The Book is essentially a list of regulations concerning the collegia or private guilds that had existed in the Greek world since Roman times. The "prefect" or "eparch" of the title was the highest economic official in Constantinople and had charge of, for example, tariffs and import/export regulation, which the Book covers. Every trade was theoretically under government control, though the Book of the Prefect is not exhaustive of all crafts: it deals with precisely nineteen guilds in its twenty-two chapters.

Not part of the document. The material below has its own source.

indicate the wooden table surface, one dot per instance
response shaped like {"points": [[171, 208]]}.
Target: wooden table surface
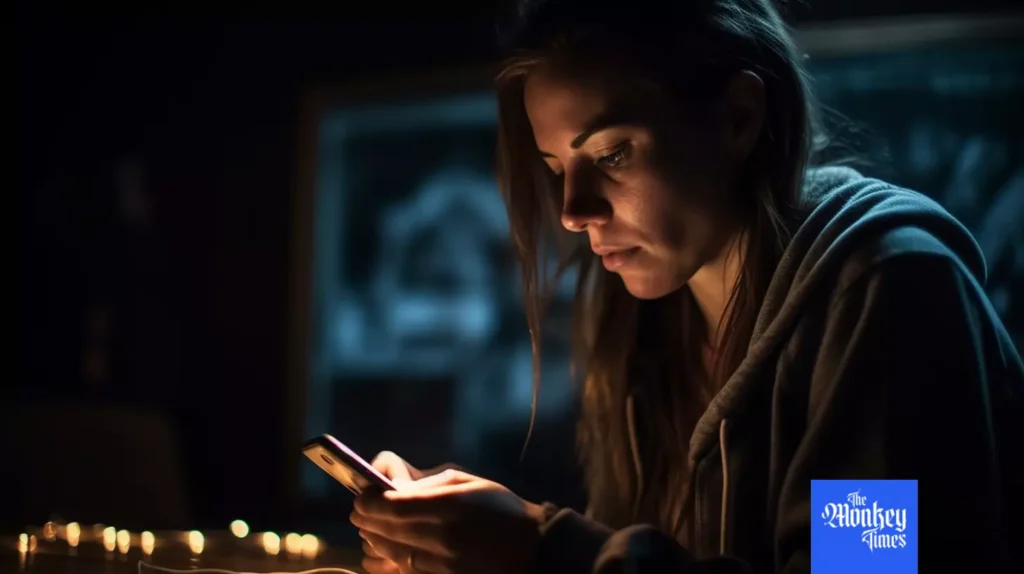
{"points": [[93, 560]]}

The chief reason for such imperial (and imperious) concern over commerce was for the efficient raising of a maximum of revenue through taxation.
The Book has been translated into English twice.[1] Earlier, in 1893, a trilingual edition—in the original Greek, Latin, and French—was made by Jules Nicole, who discovered the only surviving manuscript in a Genevan library.[2] New English translations of sections vi.31–33 and xx.56–57 have since been made by Lopez and Raymond (1951) using Nicole's Greek, but the translators call for completely updated English editions using the most recent Byzantine scholarship.[3] In 1970 Variorum Reprints gathered Nicole's editions and Freshfield's English translation along with a photographic reproduction of the mansucript (Genevensis 23) appended to a new introduction by I. Dujčev. This collection was typically used by scholars until a translation was made into German with a new critical edition of the Greek.[4]